Despite the largest and most expensive underwater search in history, the plane’s location has remained a mystery.

On Tuesday, the agency that coordinated the underwater search, the Australian Transport Safety Bureau (ATSB), released its final report into MH370’s disappearance.

The report gives significant detail on the search but offers little in the way of new evidence about the plane’s location. The search is only likely be reopened if credible new evidence emerges.

“It remains a great tragedy and we wish that we could have brought complete closure to the bereaved,” the ATSB chief commissioner, Greg Hood, said. “I hope, however, that they can take some solace in the fact that we did all we could do to find answers.”

The operation to find MH370 was suspended in January, after 1,046 days, causing anger among the relatives of some victims.

The suspension followed an unsuccessful underwater search 2,800km off the coast of Western Australia, which used an AU$160m deep-sea sonar search over 120,000sq km (46,000 sq miles).

The search, despite finding no new evidence of MH370’s whereabouts, helped to eliminate a large stretch of ocean as the location. The ATSB report said that meant the understanding of MH370’s location “is better now than it has ever been”.

“The underwater search has eliminated most of the high probability areas yielded by reconstructing the aircraft’s flight path and the debris drift studies conducted in the past 12 months have identified the most likely area with increasing precision,” the report said.

Following the underwater search, a re-analysis of satellite imagery had narrowed the plane’s likely resting place to an area of less than 25,000 square kilometres, the ATSB said.

A second Australian agency, the Commonwealth Scientific and Industrial Research Organisation, released a separate report on the search on Tuesday. Its report confirmed that early surface area searches, conducted immediately after MH370 went missing between March to April 2014, were effective.

The location of the Boeing 777 has become one of aviation’s greatest mysteries, unable to be solved by a multinational effort involving ships and aircraft from countries including India, China, the US and Australia.

MH370 veered off course and continued to fly for seven hours but sent no automatic transmissions after the first 38 minutes of flight. The plane’s last position was recorded at the northern tip of Sumatra.

The first 52 days of the surface search covered an area of several million square kilometres, while a simultaneous underwater search sought any sign of the aircraft’s underwater locator beacons.

Investigators were working from scant evidence. Initially, they had only aircraft performance information and satellite communication metadata, which were never intended for tracking an aircraft or pinpointing its final location.

Subsequently, long-term drift studies were used to trace the origin on MH370 debris, which had been floating for long periods, in some cases more than two years.
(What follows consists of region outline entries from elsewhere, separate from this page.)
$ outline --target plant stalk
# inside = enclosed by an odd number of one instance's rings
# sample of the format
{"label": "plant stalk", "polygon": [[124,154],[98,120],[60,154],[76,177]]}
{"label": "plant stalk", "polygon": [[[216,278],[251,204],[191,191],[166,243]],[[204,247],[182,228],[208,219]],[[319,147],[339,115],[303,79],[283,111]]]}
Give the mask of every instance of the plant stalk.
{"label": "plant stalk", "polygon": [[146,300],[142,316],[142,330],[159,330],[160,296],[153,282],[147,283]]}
More recently, debris was found on the shores of Indian Ocean islands and the east African coastline, in 2015 and 2016.

The new discoveries, along with a re-analysis of satellite imagery, helped investigators narrow the area within which MH370 went down.

Several “rogue pilot” theories about the plane’s disappearance have centred on the pilot Captain Zaharie Ahmad Shah, 53, and co-pilot Fariq Abdul Hamid, 27.
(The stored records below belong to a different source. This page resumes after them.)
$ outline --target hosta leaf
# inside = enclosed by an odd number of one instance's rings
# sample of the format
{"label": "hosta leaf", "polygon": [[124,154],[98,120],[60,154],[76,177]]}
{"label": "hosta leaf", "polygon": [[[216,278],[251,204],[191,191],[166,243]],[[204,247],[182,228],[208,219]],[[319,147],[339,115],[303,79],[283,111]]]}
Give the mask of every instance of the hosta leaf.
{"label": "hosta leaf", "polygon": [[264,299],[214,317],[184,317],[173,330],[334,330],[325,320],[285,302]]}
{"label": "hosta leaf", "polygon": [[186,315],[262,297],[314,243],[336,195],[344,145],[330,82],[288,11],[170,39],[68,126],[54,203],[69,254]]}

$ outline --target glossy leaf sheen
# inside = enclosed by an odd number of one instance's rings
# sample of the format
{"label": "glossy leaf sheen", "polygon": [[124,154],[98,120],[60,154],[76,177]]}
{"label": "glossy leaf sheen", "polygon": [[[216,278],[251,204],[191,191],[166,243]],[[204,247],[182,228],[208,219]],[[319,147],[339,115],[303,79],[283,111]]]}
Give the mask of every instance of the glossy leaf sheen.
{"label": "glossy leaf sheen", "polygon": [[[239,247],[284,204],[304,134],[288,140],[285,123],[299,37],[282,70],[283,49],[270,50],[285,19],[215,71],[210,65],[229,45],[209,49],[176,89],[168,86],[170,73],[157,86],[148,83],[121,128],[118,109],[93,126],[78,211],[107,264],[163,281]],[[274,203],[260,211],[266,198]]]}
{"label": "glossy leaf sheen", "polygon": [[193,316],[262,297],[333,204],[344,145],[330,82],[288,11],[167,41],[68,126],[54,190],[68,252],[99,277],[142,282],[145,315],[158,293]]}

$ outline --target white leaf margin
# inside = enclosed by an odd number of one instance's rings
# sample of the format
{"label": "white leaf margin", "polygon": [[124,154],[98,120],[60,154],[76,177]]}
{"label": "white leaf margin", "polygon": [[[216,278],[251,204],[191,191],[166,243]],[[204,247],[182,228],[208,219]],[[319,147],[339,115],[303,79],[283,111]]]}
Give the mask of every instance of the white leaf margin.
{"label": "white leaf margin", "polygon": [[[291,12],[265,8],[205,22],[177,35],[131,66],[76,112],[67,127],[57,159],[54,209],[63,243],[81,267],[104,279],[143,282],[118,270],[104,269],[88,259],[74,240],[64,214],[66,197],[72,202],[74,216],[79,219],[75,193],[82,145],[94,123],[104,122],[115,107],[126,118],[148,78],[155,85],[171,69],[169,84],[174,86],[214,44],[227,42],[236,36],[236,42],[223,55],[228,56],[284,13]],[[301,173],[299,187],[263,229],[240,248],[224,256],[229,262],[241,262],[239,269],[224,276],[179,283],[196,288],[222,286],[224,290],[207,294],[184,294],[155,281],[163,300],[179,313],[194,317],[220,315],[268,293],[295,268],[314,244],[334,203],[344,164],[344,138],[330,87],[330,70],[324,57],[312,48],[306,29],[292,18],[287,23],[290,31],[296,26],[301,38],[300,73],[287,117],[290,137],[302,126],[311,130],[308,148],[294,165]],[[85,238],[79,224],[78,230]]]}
The apparent cutting off of communications equipment on the plane, particularly the transponder, confused investigators. The transponder could have been used to send coded messages to ground crews in the event of an emergency.

Other theories have involved sabotage, electrical failure, fire, depressurisation of the cockpit, or personal or psychological problems of the passengers. Political hijacking has been ruled out by investigators.

But the ATSB’s report found the reasons for the loss of MH370 could not be established with any certainty until it is found.

“It is almost inconceivable and certainly societally unacceptable in the modern aviation era with 10 million passengers boarding commercial aircraft every day, for a large commercial aircraft to be missing and for the world not to know with certainty what became of the aircraft and those on board,” the report said.